Some could not quite believe it was all over. They had longed for an end to the war in Europe for years. “Then suddenly it was upon them all and the impact of the fact was a thing that failed to register–like the death of a loved one,” the historian of the U.S. 3rd Infantry Division wrote that year.
On that day in May, a combat engineer sergeant serving with General George S. Patton, Jr.’s Third Army in Austria wrote to his wife, “The war’s over! All we can think about is, thank God, thank God … nobody is going to shoot at me any more. I can’t be killed. I have made it!” Medal of Honor Recipient Audie Murphy, recuperating from his three wounds in Cannes, went out into the crowds celebrating the great victory. “I feel only a vague irritation,” he wrote later. “I want company and I want to be alone. I want to talk and I want to be silent. There is VE Day without, but no peace.”

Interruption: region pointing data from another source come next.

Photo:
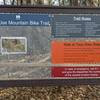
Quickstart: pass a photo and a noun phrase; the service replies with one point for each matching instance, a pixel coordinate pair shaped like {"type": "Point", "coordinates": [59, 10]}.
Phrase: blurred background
{"type": "Point", "coordinates": [65, 3]}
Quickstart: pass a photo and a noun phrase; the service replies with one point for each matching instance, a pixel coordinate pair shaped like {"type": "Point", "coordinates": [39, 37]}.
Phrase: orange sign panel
{"type": "Point", "coordinates": [75, 52]}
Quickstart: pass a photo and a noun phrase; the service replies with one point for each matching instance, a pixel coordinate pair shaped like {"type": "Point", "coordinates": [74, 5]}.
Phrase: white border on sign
{"type": "Point", "coordinates": [3, 53]}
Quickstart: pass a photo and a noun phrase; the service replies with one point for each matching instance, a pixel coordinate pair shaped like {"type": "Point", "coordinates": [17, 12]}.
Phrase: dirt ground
{"type": "Point", "coordinates": [83, 92]}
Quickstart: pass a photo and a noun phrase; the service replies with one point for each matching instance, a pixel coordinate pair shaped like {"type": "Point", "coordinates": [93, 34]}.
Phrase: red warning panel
{"type": "Point", "coordinates": [75, 52]}
{"type": "Point", "coordinates": [76, 72]}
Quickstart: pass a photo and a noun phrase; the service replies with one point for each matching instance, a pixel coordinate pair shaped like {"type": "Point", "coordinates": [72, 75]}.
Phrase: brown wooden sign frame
{"type": "Point", "coordinates": [48, 82]}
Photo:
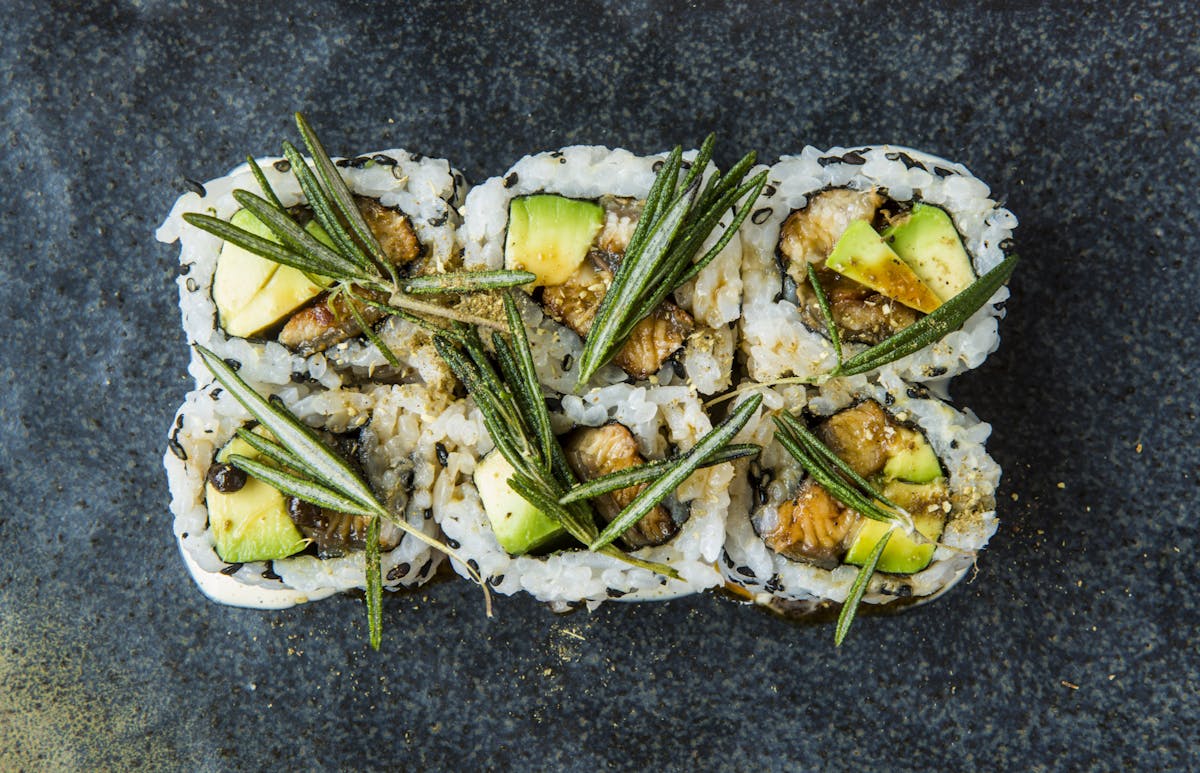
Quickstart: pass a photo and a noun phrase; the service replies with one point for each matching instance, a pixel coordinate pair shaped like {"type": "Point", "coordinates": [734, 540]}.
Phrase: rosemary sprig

Pockets of German Resistance Remained
Most of the GIs were not given, however, to philosophizing. They simply got blind drunk instead. It was Tuesday May 8, 1945—Victory in Europe Day. It was all over. The Germans were beaten at last. There was peace again. Were the Germans really beaten? Was there really peace in Europe?

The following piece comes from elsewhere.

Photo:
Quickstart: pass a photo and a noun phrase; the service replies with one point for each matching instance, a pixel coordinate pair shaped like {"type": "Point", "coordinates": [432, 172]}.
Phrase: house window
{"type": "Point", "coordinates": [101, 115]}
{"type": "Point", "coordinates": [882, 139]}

Over the past few weeks, the great Allied armies had swept through Hitler’s vaunted “1,000 Year-Reich,” which had lasted 12 years and five months, occupying everything from great, if shattered, cities to remote intact villages and hamlets. But in their urgent drive to kill the Nazi beast, they had left great swaths of territory in German hands. There were German outposts everywhere over hundreds of miles in Germany itself and in the former German-occupied countries, which seemed to come under no one’s control save that of the local commanders.